This Stationary Tiny Home Has More Room Than Most City Apartments - Yanko Design
Briefly

This Stationary Tiny Home Has More Room Than Most City Apartments - Yanko Design
"Most tiny houses ask you to make a trade-off. You get the romance of compact living, but sacrifice the one thing that makes a home feel like a home - space. Craft House, a modular builder operating across Poland, Austria, and Ireland, decided to flip that script entirely with the Samuel, a non-towable module house that prioritizes spacious full-time living over the freedom to hitch and go."
"The Samuel sits at 10 meters (32 ft) long and an unusually generous 3.2 meters (10.6 ft) wide, measurements that push well beyond the European tiny home average. That extra width is deliberate. It's what allows the interior to breathe in a way that most towable models simply can't, opening up a layout that reads less like a cleverly compressed box and more like a well-considered apartment."
"Inside, the ground floor spans 26 square meters, with a 13-square-meter mezzanine sitting above and a 4.3-square-meter bathroom rounding out the floor plan. The layout makes room for two distinct sleeping areas, and the volume created by the sloped ceiling gives the mezzanine level a loft-like quality that larger homes often fail to capture."
"What Craft House understood when designing the Samuel is that the tiny home market has two very different buyers. There's the nomad, always ready to hitch the trailer and head somewhere new. Then there's the person who simply wants a well-designed, right-sized home that doesn't carry the financial weight of a conventional build. Samuel is clearly built for the latter."

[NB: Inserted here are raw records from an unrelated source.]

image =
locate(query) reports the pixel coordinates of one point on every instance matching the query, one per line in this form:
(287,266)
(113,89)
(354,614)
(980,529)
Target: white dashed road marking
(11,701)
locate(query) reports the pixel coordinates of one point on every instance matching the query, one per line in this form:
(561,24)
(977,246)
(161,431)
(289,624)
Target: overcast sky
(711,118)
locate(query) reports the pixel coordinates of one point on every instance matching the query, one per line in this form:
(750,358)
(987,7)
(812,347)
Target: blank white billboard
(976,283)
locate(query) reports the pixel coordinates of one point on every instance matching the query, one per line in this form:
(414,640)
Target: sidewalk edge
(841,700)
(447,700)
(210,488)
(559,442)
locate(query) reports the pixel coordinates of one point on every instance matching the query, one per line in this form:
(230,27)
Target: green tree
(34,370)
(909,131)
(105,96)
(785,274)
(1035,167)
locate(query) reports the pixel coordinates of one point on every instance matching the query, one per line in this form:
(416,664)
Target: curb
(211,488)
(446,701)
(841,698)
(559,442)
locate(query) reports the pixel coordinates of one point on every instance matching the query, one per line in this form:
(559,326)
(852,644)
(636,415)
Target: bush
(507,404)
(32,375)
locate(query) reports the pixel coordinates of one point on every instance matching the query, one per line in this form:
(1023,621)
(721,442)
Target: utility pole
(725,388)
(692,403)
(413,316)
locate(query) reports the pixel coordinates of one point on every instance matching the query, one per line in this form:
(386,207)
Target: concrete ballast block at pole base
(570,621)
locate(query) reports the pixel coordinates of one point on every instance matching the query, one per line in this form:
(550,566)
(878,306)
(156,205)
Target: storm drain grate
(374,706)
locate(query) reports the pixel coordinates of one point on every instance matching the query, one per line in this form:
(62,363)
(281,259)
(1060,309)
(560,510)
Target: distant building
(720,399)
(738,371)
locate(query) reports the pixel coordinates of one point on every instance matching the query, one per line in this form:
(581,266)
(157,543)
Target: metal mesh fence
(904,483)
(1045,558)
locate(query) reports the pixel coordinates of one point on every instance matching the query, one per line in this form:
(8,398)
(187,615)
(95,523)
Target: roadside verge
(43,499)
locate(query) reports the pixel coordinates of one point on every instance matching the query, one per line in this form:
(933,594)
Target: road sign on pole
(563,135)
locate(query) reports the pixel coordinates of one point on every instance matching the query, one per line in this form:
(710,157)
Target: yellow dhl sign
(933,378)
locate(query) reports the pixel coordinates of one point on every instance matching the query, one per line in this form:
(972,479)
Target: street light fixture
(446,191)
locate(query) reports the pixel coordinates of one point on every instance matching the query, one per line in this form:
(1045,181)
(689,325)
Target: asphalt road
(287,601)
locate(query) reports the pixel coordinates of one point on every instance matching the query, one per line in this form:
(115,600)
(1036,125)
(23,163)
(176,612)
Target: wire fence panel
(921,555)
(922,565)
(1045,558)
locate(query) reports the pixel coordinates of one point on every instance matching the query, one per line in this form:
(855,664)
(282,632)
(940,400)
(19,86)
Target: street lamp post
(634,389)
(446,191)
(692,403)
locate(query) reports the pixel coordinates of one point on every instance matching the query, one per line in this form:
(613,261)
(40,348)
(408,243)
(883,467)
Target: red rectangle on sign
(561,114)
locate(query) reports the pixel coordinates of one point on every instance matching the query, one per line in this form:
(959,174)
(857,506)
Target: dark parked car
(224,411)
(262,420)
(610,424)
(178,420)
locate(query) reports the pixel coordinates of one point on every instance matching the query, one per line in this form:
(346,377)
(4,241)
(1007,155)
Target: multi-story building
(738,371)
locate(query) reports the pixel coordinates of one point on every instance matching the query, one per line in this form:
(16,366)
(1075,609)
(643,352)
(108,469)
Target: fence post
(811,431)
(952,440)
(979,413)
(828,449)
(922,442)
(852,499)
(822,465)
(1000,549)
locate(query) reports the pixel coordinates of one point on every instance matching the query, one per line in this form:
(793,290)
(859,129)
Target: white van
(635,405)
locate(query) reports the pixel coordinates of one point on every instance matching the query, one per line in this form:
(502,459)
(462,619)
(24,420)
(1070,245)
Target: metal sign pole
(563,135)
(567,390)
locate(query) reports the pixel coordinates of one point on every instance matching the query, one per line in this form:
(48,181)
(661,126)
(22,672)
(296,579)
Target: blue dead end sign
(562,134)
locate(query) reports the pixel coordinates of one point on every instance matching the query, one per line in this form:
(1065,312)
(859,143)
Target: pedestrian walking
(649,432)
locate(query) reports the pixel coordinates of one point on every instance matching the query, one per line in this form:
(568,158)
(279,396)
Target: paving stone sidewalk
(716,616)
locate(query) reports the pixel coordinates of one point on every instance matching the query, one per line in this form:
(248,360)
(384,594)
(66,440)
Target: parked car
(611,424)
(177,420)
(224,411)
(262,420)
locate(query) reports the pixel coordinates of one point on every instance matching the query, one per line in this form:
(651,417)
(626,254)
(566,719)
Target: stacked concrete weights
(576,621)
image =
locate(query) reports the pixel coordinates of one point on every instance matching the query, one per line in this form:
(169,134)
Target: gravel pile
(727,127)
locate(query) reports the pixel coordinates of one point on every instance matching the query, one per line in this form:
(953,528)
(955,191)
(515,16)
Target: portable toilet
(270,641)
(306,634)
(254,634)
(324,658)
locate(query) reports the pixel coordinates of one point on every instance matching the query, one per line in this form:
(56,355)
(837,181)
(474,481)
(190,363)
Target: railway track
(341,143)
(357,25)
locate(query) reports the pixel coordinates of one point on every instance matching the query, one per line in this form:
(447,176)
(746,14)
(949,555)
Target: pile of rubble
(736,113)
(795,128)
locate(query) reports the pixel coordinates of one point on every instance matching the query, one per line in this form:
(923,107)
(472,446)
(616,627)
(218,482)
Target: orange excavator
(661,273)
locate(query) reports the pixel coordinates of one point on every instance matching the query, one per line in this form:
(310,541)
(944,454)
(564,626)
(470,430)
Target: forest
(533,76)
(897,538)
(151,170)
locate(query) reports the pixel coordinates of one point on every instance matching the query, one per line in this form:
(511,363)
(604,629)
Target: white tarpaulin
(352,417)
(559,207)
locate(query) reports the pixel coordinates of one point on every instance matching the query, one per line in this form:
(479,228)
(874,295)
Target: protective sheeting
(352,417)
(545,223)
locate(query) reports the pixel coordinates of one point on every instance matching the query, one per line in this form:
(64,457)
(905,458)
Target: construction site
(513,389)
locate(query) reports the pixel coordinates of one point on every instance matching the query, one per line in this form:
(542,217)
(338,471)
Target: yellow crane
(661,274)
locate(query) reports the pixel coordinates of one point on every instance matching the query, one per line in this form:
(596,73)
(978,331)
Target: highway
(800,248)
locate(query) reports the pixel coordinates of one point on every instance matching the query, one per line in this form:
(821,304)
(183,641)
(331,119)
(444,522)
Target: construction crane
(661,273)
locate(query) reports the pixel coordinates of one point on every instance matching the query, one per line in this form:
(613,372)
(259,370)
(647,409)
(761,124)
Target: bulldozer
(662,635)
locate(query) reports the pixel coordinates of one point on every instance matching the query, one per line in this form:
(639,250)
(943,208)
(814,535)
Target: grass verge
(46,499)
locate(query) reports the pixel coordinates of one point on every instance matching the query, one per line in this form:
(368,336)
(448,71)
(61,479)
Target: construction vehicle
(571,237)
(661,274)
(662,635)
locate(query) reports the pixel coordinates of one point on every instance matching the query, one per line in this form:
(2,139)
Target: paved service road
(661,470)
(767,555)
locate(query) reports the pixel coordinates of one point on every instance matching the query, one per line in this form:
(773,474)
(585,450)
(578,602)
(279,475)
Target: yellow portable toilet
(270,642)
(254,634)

Samuel is a non-towable modular house built by Craft House across Poland, Austria, and Ireland, prioritizing spacious full-time living over the compact trade-offs typical of tiny homes. The module measures 10 meters long and 3.2 meters wide, exceeding the European tiny home average, with extra width used to create an interior that feels more like an apartment than a compressed box. A single-pitched roof rises to 4.1 meters at the ridge, and the exterior uses engineered wood and metal. The ground floor provides 26 square meters, with a 13-square-meter mezzanine and a 4.3-square-meter bathroom. The design supports two sleeping areas and a loft-like mezzanine experience from the sloped ceiling, with optional off-grid upgrades available.